07-28-2024 09:59 PM
Hi everyone,
I have a streaming job with 29 notebooks that runs continuously. Initially, I allocated 28 GB of memory to the driver, but the job failed with a "Driver Out of Memory" error after 4 hours of execution.
To address this, I increased the driver's memory to 56 GB, but the job still failed after running for 60 hours.
Here's the code I’m using to ingest data from Kafka:
(
raw_kafka_events
.writeStream
.format('delta')
.option('key.converter', 'org.apache.kafka.connect.json.ByteArrayConverter')
.option('value.converter', 'org.apache.kafka.connect.json.ByteArrayConverter')
.option('checkpointLocation', checkpoint_location)
.outputMode('append')
.toTable(table_path)
)
And here's the code for upserting data from Kafka to the target table:
(
spark
.readStream
.format("delta")
.table(source_table)
.withColumn("key", F.from_json(F.col("key"), key_schema))
.withColumn("value", F.from_json(F.col("value"), value_schema))
.withColumn("landing_time", F.col("_ingested_time"))
.writeStream
.foreachBatch(merge_stream)
.option("checkpointLocation", checkpoint_location)
.start()
)
Despite these configurations, the driver continues to run out of memory. Any suggestions on how to further address this issue?
07-29-2024 11:46 AM
Does your merge_stream function contain any stateful operations, such as aggregation or deduplication logic? If so, your streaming job may be accumulating state in memory over time, which will eventually result in OOM error. If this is the case, you will see memory usage increase over time, until it hits the amount allocated to your cluster (View memory utilization in the "Metrics" tab for your cluster).
To resolve the issue, you could try adding a watermark to your upsert streaming query:
(
spark
.readStream
.format("delta")
.table(source_table)
.withColumn("key", F.from_json(F.col("key"), key_schema))
.withColumn("value", F.from_json(F.col("value"), value_schema))
.withColumn("landing_time", F.col("_ingested_time"))
.withWatermark("event_time", "1 hour")
.writeStream
.foreachBatch(merge_stream)
.option("checkpointLocation", checkpoint_location)
.start()
)
Applying a watermark will control the amount of memory used by your streaming job, and it can also improve job performance by keeping your stream state to a manageable size. If you apply a watermark, you should set the lateness threshold according to your requirements.
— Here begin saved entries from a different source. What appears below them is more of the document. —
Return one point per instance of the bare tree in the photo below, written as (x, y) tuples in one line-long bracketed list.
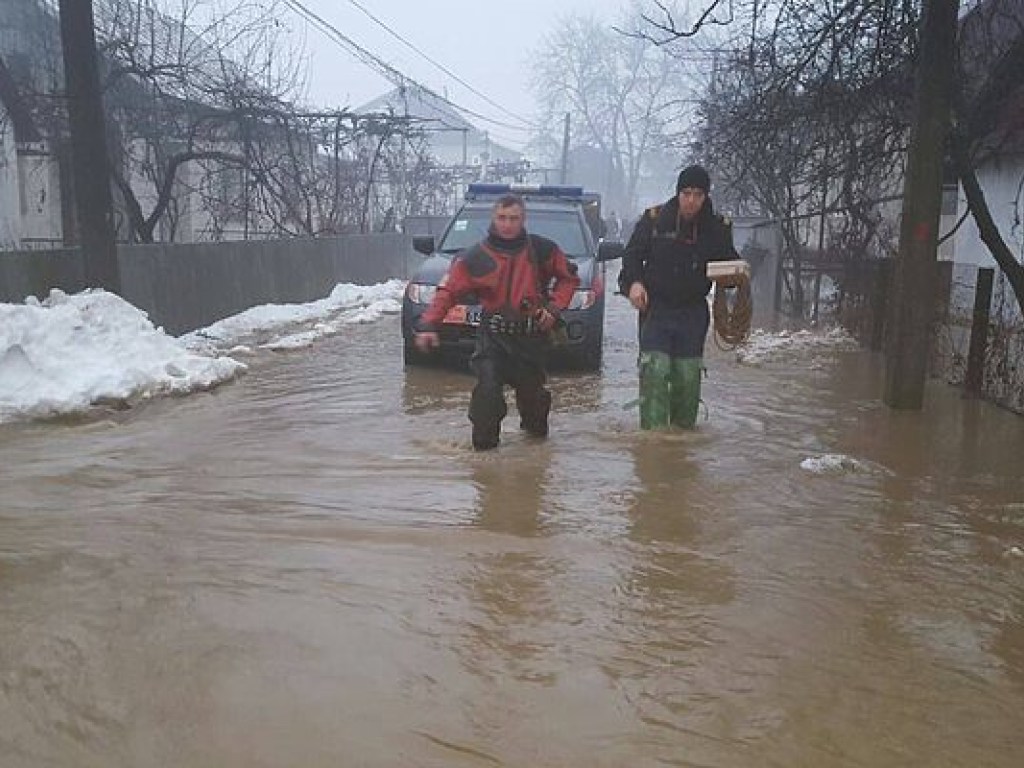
[(623, 95), (179, 87)]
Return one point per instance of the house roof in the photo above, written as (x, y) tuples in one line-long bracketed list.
[(25, 126), (438, 115)]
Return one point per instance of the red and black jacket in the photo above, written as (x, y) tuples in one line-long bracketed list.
[(508, 276)]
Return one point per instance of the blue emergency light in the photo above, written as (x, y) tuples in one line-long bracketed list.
[(477, 190)]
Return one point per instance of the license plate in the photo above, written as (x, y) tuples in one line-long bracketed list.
[(461, 314)]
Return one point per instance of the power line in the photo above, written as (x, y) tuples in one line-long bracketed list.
[(382, 67), (436, 64)]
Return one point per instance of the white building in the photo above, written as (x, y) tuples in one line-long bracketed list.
[(30, 178)]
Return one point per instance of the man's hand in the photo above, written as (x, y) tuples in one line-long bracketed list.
[(545, 320), (427, 341), (638, 297)]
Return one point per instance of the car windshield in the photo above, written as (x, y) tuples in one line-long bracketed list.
[(470, 226)]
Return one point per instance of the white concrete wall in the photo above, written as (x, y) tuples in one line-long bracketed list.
[(9, 202)]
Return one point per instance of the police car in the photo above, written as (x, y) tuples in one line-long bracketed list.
[(560, 213)]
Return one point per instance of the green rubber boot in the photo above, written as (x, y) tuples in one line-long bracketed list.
[(685, 391), (655, 370)]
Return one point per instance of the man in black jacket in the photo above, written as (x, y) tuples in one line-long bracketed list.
[(665, 274)]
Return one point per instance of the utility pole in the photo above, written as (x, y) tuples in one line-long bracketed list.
[(565, 151), (90, 160), (912, 303)]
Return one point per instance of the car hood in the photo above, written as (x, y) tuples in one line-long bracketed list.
[(434, 267)]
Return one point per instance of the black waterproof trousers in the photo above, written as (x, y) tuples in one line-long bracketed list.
[(517, 361)]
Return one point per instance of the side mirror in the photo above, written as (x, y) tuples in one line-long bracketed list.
[(424, 244), (610, 250)]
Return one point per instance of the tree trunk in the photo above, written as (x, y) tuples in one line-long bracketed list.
[(912, 302)]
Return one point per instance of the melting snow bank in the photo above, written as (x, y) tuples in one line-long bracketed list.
[(69, 353), (768, 347), (294, 326)]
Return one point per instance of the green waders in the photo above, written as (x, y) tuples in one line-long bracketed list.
[(670, 390)]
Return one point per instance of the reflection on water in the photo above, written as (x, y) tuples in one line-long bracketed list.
[(311, 567)]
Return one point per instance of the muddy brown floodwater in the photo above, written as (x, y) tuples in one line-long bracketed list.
[(310, 567)]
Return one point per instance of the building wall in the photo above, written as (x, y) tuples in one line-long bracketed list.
[(9, 201)]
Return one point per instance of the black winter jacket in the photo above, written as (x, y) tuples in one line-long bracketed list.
[(670, 257)]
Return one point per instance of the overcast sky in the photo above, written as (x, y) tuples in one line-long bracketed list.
[(486, 44)]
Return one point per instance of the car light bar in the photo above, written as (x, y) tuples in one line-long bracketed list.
[(477, 190)]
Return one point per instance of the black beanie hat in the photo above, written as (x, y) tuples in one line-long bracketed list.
[(693, 176)]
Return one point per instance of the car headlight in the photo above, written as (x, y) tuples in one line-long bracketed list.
[(421, 293), (583, 300)]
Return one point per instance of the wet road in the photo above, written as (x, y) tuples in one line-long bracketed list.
[(310, 567)]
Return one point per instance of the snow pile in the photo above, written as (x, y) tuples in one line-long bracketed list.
[(294, 326), (69, 352)]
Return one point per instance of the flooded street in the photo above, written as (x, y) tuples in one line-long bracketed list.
[(309, 566)]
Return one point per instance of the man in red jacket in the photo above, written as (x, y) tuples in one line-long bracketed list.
[(509, 272)]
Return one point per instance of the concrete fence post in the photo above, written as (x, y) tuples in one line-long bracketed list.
[(974, 382)]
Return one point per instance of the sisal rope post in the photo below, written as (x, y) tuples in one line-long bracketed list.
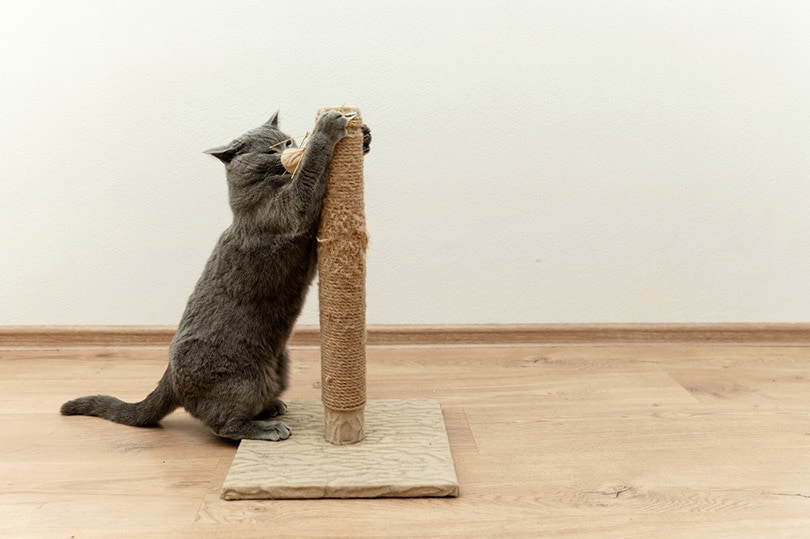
[(342, 242)]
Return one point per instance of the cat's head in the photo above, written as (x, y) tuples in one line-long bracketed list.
[(260, 147)]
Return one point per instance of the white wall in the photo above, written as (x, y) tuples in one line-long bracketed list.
[(538, 161)]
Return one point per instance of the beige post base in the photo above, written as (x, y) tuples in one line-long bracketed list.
[(343, 427), (406, 454)]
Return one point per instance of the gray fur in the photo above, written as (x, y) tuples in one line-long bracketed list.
[(228, 362)]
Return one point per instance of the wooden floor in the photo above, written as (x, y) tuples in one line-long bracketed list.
[(669, 440)]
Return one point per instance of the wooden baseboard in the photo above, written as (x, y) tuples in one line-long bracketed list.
[(437, 335)]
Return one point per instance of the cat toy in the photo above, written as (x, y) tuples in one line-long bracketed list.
[(344, 446)]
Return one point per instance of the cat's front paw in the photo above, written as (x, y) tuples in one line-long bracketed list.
[(332, 123), (366, 139)]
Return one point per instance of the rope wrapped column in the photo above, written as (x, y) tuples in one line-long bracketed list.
[(342, 243)]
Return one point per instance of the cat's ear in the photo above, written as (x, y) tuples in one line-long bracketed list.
[(225, 153), (273, 122)]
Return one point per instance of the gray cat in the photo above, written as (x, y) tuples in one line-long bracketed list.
[(228, 362)]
For example, if your stream contains deduplication logic and you expect no duplicate records to arrive within more than 10 minutes of each other, you could set your watermark timestamp to 10 minutes.
Check out this documentation for more info on watermarks: https://docs.databricks.com/en/structured-streaming/watermarks.html
07-29-2024 11:46 AM
Does your merge_stream function contain any stateful operations, such as aggregation or deduplication logic? If so, your streaming job may be accumulating state in memory over time, which will eventually result in OOM error. If this is the case, you will see memory usage increase over time, until it hits the amount allocated to your cluster (View memory utilization in the "Metrics" tab for your cluster).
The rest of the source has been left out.